The James Webb Space Telescope has captured another stunning image of space, this time showing the dramatic scenes around a baby star. Very young stars can throw off powerful jets of hot gas as they form, and when these jets collide with nearby dust and gas they form striking structures called Herbig-Haro objects.

This new image shows Herbig-Haro 49/50, located nearby to Earth at just 630 light-years away in the constellation Chamaeleon. Scientists have observed this object before, using the Spitzer Space Telescope, and they named the object the “Cosmic Tornado” because of its cone-like shape. To show the impressive powers of James Webb to capture objects like this one in exquisite detail, you can compare the Spitzer image from 2006 and the new James Webb image.

If you look at the full image with all its details, you’ll notice an object in the top left which is located right at the tip of the tornado. When researchers first used Spitzer to observe this object, they noticed a fuzzy object here at the tip and wonder what it could be — but the image wasn’t detailed enough to show it in detail. Now, with Webb, it’s clear that the object is actually a spiral galaxy which is in the background, and which just happens to line up with the Herbig-Haro object as seen from Earth.

The object was observed using Webb’s NIRCam (Near-Infrared Camera) and MIRI (Mid-Infrared Instrument), which each look in slightly different portions of the infrared wavelength to build up a more detailed picture of the target. The instruments pick out the glowing hot molecules of hydrogen, carbon dioxide, and dust, which are seen in red and orange.

These gases and dust grains are energized by the jets of material that come streaming off a protostar called Cederblad 110 IRS4, which is thought to be the source of the object. This particular star isn’t captured in the Webb image, but it is located off the bottom and to the right of the image.
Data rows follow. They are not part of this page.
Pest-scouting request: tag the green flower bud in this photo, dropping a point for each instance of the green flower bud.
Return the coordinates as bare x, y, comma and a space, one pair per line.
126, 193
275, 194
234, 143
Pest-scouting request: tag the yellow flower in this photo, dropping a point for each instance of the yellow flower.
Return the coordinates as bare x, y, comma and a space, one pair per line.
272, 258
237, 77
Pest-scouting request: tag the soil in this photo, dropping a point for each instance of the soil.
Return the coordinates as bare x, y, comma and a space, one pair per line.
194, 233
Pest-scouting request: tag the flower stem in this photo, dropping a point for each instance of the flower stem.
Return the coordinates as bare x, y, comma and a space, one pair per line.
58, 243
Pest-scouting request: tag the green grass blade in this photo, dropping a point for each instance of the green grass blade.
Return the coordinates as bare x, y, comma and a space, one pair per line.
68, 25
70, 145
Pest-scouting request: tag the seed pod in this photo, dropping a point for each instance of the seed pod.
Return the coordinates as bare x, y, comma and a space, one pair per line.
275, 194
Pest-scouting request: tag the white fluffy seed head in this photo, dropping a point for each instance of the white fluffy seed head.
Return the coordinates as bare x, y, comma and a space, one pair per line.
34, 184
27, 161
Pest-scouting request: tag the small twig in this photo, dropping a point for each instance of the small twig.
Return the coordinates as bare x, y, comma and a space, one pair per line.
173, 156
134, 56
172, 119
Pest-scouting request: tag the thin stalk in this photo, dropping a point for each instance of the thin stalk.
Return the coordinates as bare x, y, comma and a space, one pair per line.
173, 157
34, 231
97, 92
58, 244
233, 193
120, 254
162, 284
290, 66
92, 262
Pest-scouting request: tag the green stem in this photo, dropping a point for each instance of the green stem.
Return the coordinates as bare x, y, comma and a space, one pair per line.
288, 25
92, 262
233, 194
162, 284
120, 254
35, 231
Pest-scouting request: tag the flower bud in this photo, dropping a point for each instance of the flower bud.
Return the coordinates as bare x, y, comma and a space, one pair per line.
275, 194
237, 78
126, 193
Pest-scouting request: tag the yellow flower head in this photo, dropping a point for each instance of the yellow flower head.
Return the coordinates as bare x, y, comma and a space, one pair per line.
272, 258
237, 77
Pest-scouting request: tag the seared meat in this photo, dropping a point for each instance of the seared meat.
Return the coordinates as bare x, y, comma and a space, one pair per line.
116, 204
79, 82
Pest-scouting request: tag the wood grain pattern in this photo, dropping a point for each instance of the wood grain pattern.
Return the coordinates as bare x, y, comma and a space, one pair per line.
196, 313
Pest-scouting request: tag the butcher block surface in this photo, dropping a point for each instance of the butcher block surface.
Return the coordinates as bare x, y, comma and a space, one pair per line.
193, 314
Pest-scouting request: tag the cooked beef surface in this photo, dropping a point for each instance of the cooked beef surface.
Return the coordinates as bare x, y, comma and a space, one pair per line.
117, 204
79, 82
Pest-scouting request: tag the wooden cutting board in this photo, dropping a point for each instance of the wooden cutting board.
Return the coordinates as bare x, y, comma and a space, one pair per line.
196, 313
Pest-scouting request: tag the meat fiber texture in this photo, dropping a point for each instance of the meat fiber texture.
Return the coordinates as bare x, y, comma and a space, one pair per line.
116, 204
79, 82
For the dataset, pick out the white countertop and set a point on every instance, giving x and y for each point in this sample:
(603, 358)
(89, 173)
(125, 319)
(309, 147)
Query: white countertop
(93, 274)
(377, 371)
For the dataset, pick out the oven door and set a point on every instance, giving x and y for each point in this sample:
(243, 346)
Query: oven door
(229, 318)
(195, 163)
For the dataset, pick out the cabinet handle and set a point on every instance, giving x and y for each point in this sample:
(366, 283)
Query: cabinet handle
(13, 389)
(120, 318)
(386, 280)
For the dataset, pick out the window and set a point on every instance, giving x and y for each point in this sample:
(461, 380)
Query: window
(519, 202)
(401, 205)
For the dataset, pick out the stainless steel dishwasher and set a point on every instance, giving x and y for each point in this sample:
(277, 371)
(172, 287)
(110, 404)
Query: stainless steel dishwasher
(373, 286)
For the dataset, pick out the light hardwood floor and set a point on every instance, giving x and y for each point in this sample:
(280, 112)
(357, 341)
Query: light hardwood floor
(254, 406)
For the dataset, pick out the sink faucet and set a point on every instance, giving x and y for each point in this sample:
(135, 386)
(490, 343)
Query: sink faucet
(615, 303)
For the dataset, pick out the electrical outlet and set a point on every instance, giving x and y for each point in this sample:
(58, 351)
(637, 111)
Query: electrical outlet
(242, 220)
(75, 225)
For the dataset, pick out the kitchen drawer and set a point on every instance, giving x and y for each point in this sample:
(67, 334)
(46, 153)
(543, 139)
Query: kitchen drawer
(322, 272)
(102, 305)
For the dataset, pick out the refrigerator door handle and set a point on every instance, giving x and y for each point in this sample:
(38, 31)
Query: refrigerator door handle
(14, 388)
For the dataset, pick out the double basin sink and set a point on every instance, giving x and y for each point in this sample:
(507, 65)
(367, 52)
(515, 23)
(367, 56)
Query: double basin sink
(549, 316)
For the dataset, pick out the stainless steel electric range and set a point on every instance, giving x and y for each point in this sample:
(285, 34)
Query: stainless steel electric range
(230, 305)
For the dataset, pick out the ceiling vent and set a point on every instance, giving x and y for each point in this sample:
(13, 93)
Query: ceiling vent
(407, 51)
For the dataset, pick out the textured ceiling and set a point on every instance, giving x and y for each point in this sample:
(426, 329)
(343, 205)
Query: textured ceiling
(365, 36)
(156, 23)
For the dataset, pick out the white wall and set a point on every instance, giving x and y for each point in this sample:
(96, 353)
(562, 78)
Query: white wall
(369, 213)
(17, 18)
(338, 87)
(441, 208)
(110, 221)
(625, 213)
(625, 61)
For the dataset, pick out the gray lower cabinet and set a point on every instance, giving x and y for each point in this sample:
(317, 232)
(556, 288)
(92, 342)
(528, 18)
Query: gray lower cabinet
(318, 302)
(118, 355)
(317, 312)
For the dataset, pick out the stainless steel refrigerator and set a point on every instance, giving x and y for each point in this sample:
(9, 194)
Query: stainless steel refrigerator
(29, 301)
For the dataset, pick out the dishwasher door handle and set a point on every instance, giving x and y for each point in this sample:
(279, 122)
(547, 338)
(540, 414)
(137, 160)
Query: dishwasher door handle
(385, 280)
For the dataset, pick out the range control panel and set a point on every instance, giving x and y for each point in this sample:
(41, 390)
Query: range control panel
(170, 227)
This protostar is just a baby, at an age of tens of thousands to one million years old, compared to our sun which is 4.5 billion years old. However, the clouds of dust found in this region — caled the Chamaeleon I Cloud complex — are similar to what our sun could have originally formed from. Images like this one help scientists to understand the dramatic and tempestuous stages of early star development.